Pyridoxine is absorbed passively into the jejunum. The bioavailability of vitamin B6 is quite good, more than 75% from foods. Fiber may limit availability. Pyridoxine is transported in the blood bound to albumin and hemoglobin. The majority of B6 is stored in the muscle.
Vitamin B6 metabolism is affected by an alteration in tryptophan metabolism or plasma PLP concentration. Many conditions result in altered tryptophan metabolism. These include asthma, breast cancer, diabetes, and rheumatoid arthritis. PLP plasma concentration is decreased in asthma, alcoholism, breast cancer, diabetes, renal disease, sickle-cell anemia, and smoking.
Drugs that have been shown to effect B6 metabolism include isoniazid, ethinylestradiol, penicillamine, theophylline, and caffeine. Megadoses of vitamin B6, one gram or more per day, have been reported to cause nerve damage.

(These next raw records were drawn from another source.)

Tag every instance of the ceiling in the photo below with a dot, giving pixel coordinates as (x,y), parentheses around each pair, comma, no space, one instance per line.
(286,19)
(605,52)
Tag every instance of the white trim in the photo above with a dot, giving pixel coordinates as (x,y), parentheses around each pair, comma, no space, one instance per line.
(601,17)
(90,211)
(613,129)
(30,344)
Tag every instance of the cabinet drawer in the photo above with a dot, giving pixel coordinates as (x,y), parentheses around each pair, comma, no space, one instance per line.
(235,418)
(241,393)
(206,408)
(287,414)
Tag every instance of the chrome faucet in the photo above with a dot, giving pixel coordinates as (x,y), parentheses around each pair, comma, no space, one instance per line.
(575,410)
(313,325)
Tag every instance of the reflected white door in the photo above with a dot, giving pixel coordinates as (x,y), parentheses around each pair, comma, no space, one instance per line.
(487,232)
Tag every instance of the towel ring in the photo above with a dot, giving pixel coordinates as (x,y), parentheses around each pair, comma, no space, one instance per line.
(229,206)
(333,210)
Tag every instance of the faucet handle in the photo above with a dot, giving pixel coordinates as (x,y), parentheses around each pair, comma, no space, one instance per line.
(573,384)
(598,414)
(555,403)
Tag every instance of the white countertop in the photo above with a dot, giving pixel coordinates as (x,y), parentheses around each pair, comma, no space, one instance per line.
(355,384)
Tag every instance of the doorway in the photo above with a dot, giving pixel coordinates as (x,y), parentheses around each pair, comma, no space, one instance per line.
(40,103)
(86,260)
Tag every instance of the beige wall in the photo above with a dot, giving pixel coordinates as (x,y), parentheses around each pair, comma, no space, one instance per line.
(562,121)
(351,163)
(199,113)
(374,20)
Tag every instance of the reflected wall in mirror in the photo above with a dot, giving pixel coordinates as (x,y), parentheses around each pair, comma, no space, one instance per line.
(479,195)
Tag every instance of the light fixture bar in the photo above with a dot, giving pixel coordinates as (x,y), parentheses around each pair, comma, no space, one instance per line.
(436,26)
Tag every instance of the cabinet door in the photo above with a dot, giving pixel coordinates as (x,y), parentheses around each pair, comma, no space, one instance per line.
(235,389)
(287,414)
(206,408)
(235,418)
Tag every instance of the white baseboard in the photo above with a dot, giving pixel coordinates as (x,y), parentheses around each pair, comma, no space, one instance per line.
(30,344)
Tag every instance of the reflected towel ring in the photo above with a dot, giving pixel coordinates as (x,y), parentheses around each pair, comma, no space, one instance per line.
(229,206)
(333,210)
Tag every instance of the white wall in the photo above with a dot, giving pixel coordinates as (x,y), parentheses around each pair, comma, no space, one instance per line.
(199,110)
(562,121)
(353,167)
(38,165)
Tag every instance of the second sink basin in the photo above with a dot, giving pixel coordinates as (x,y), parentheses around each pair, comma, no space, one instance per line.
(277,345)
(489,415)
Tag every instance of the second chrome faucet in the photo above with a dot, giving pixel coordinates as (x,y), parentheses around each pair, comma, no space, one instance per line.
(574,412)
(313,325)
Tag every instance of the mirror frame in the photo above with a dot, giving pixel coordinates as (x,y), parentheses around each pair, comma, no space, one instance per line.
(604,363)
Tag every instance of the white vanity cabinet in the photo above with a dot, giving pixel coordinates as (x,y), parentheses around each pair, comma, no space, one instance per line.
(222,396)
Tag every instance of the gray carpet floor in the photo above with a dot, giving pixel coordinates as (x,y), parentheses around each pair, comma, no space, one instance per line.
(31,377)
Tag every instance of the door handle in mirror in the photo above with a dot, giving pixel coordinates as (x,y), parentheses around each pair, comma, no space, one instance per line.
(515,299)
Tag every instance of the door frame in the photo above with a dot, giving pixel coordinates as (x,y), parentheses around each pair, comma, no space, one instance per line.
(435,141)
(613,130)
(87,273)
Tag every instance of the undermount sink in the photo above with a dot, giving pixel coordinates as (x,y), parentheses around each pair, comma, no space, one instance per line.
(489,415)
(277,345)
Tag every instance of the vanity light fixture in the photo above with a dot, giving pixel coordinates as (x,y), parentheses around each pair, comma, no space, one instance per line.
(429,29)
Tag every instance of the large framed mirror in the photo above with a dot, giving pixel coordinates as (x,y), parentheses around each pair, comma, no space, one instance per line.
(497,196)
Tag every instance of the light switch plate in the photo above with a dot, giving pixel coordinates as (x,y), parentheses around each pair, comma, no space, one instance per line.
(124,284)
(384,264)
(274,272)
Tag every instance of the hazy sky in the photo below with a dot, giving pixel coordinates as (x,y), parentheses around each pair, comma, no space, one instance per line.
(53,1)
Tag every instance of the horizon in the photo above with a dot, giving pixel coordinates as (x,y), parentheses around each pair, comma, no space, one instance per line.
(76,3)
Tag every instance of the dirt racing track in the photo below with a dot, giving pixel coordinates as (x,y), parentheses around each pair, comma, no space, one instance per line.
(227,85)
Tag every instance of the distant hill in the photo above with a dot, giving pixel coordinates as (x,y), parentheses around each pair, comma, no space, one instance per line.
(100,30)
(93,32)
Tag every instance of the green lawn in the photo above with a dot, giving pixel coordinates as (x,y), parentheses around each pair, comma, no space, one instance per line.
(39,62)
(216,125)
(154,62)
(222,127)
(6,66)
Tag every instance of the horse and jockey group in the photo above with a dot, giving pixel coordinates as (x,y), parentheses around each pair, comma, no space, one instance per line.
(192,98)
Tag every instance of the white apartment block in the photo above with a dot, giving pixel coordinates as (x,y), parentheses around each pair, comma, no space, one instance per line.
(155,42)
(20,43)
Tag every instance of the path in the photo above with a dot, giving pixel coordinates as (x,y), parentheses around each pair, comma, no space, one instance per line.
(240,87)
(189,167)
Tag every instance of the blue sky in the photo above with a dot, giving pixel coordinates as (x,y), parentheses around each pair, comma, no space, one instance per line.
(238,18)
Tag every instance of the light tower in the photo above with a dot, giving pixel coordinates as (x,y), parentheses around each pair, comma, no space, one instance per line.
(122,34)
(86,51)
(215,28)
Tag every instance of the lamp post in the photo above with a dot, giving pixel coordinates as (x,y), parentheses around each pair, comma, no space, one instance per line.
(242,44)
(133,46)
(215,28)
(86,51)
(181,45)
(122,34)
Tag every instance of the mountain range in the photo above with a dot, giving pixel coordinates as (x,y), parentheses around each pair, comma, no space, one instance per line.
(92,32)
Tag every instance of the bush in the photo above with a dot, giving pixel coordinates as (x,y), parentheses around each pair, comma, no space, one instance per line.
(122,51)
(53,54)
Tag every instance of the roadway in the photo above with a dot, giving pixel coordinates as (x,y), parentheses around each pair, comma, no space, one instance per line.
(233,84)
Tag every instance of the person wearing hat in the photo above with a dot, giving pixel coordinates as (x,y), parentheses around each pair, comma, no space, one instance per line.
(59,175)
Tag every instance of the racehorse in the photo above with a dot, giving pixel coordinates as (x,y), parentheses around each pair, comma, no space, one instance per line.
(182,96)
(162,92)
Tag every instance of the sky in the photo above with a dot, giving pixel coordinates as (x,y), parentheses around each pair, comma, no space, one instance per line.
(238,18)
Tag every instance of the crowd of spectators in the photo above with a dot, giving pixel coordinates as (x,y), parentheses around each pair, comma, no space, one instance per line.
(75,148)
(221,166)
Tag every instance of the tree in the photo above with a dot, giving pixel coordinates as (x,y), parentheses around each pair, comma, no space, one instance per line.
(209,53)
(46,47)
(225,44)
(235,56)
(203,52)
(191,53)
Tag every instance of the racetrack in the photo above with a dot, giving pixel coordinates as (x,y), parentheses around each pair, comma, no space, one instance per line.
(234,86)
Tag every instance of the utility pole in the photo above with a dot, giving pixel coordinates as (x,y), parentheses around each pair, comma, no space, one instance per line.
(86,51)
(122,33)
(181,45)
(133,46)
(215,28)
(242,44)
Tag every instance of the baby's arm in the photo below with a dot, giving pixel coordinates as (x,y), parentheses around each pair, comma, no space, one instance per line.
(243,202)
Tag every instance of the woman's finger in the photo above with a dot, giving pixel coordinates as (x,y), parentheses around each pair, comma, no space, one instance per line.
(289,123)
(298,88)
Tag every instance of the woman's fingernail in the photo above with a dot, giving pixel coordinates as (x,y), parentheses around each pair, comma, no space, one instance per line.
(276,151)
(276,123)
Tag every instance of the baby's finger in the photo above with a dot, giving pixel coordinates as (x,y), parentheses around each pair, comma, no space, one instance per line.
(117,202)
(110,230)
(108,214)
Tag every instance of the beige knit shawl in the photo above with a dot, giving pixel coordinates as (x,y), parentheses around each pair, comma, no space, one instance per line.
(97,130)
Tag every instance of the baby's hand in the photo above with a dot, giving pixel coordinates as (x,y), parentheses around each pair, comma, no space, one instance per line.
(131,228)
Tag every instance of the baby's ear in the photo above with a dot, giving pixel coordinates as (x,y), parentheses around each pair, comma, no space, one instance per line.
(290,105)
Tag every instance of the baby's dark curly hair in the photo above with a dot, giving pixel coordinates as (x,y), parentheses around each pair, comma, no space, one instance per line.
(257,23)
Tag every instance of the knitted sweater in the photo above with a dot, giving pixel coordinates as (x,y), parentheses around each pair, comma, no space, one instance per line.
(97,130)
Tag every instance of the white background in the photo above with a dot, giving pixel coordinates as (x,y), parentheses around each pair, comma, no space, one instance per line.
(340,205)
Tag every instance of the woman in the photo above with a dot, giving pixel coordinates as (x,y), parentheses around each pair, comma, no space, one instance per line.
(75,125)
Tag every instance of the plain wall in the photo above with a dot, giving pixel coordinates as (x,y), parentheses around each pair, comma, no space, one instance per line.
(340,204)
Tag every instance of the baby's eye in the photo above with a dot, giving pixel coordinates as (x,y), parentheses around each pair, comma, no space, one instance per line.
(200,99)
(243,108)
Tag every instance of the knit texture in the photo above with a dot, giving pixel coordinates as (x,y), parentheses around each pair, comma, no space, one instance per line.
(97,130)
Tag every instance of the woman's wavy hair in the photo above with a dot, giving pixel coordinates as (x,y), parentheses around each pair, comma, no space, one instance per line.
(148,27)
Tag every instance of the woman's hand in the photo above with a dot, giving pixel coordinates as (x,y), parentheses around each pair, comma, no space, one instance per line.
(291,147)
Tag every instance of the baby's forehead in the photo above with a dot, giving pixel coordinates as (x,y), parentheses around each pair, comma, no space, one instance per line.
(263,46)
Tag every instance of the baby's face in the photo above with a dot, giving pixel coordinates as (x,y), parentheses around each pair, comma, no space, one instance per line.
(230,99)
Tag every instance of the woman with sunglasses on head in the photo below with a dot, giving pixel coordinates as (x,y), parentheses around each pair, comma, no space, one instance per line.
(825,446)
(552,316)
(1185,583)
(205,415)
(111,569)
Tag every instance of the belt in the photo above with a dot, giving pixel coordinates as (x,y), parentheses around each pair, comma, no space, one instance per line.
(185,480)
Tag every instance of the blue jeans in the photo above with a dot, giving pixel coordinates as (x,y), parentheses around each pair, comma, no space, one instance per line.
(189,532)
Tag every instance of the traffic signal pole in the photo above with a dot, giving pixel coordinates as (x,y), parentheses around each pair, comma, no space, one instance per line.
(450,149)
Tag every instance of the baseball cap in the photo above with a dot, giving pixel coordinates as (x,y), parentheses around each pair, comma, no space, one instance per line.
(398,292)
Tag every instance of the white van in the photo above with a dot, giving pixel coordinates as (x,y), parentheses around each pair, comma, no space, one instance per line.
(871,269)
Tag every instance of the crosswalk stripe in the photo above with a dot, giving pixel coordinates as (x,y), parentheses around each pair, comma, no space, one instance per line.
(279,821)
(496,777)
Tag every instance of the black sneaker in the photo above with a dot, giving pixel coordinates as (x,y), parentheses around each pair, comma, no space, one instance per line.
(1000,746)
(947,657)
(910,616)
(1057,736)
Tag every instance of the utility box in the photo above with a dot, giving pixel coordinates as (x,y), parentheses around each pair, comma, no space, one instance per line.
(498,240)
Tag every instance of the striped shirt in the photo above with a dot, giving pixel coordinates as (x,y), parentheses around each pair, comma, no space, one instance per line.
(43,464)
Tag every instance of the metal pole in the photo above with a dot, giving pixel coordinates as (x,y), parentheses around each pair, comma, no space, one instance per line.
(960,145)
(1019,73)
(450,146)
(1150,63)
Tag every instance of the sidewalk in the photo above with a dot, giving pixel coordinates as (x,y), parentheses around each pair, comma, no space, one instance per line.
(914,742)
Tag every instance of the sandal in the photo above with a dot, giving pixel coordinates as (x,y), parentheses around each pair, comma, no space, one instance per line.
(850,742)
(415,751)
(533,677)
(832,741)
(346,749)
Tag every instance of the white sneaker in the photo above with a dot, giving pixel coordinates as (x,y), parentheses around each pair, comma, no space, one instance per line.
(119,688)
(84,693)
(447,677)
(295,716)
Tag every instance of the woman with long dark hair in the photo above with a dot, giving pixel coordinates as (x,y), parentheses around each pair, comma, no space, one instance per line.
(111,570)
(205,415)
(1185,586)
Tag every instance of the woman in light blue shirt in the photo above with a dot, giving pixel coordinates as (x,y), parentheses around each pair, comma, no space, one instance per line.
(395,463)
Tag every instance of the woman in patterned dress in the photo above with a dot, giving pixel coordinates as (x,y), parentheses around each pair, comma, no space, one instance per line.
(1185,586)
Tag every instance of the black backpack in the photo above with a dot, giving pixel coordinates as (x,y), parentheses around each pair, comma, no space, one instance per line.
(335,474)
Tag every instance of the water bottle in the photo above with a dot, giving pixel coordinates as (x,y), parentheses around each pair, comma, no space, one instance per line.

The DRI for vitamin B6 is: 0.1-0.3 mg for infants, 0.5-0.6 mg for children, 1.0-1.3 mg for adolescents, 1.3-1.7 mg for men, 1.3-1.5 mg for women, 1.9 mg for pregnant women, and 2.0 mg for lactating women. Requirements of vitamin B6 are increased by high protein intake and possibly with exercise.
Good sources of vitamin B6 are meats, grains, and nuts.
Vitamin B6 has been used for Down's syndrome, autism, gestational diabetes, diabetic neuropathy, and depression. Some beneficial effects have been reported in the literature. Therapeutic dosages range from 50 to 100 mg. Doses over 2000 mg have been associated with nerve toxicity exhibited by tingling feet, loss of muscle coordination, and degeneration of nerve tissue.